Par ailleurs, si antérieurement les questions/réponses de la FDA (en anglais), pour cerner la qualité des produits,  pouvaient freiner quelque peu l’enthousiasme de certains exportateurs potentiels nationaux, la maîtrise de l’anglais est à présent largement répandue. Pour ceux qui ont encore un retard là-dessus, la FDA a mis en place, sous ce rapport, les chapitres d’intérêt de la réglementation pour les exportateurs étrangers en versions traduites dans plusieurs langues au choix.

Il est clair cependant que les informations sur l’accès au marché américain, celles susmentionnées et autres, doivent être mieux relayées par ONSSA et Foodex-EACCE, organismes de tutelle sur le secteur agroalimentaire national dont c’est le rôle, pour permettre aux entreprises marocaines d’en profiter. L’ASMEX a donc raison de rappeler  l’archaïsme des prestations de ces organismes de tutelle sur ce plan.

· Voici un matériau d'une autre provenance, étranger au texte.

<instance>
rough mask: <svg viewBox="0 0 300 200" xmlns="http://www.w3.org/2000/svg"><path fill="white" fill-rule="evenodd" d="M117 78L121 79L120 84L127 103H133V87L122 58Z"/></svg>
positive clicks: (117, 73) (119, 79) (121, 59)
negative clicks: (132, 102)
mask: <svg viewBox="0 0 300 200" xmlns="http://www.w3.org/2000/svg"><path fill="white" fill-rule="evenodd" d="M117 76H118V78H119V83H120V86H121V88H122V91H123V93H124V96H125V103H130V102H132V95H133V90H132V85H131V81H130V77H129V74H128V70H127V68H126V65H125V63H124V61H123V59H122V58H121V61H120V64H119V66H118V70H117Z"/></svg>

Il est utile de rappeler que le défaut des autorités de tutelle sur l’agro-industrie d’apporter l’assistance souhaitée aux opérateurs pour mieux percer sur les nouveaux marchés extérieurs procède d’un laxisme que l’on observe également dans d’autres secteurs d’activités marocaines. Il y a par exemple cette boutade populaire, corrélée sur le terrain, qui consiste à distinguer deux catégories d’avocats. D’un côté, le groupe des avocats qui connaissent le droit. De l’autre, les avocats qui ont des accointances avec les juges. Ces derniers savent comment tisser des relations plus ou moins incestueuses avec les magistrats dans le but d’influer sur les décisions de justice en dehors du droit. Le résultat est une justice biaisée qui perd sa crédibilité et finit par ternir tout le système économique du pays.

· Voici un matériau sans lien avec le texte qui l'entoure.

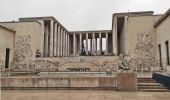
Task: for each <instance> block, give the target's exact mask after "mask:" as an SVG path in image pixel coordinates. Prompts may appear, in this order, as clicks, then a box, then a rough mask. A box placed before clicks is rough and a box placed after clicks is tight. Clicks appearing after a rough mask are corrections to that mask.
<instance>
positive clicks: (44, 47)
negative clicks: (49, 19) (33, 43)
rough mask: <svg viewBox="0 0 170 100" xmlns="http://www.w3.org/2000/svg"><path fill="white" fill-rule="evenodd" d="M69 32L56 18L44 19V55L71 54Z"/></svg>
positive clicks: (55, 55) (44, 56)
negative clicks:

Au Maroc heureusement, notre système judiciaire a amorcé la réappropriation pleine et entière de sa crédibilité grâce, entre autres, à un magistrat de référence (solutionneur), Monsieur Mohamed Abdennabaoui, Premier président de la Cour de Cassation, nommé par Sa Majesté le Roi Mohammed VI en tant que Président délégué du Conseil Supérieur du Pouvoir Judiciaire et dont le travail est largement salué au Maroc.

Pour revenir au secteur agroalimentaire national, il y a, parmi nos très nombreuses interventions d’expert compilées sur une trentaine d’années, des observations consignées dans nos archives qui vont dans le sens de l’existence de relations plus ou moins incestueuses entre des opérateurs habitués à faire à leur guise sur le marché local, et souhaitant étendre ces pratiques aux marchés extérieurs, et certains responsables de nos autorités de tutelle. Il s’agit, selon notre appréciation, d’un reliquat de l’héritage colonial qui a posé le modèle économique qui a ruiné le Maroc et que le NMD cherche à présent à remplacer pour plus d’équité pour nous autres marocains.

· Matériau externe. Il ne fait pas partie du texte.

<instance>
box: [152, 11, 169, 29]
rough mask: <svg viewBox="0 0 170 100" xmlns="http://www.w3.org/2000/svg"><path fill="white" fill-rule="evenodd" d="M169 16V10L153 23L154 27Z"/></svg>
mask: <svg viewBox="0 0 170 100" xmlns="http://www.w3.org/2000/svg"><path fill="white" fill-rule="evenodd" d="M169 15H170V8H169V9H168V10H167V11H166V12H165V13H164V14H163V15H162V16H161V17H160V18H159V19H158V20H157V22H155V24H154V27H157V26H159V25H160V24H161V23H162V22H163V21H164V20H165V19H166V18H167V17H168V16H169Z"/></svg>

En conclusion, si un solutionneur est nommé pour mettre un peu d’ordre dans ce secteur particulièrement vital pour l’économie marocaine, il devra, selon notre avis, travailler au sevrage des opérateurs accros aux contrôles de complaisance. Cela ne sera certainement pas simple. Mais ce sevrage, il ne faut pas en douter, sera plus facile à accomplir comparé à la tâche de convaincre les autorités compétentes américaines de modifier la FSMA pour ajuster leurs contrôles à la façon de travailler d’opérateurs nationaux accros au laxisme.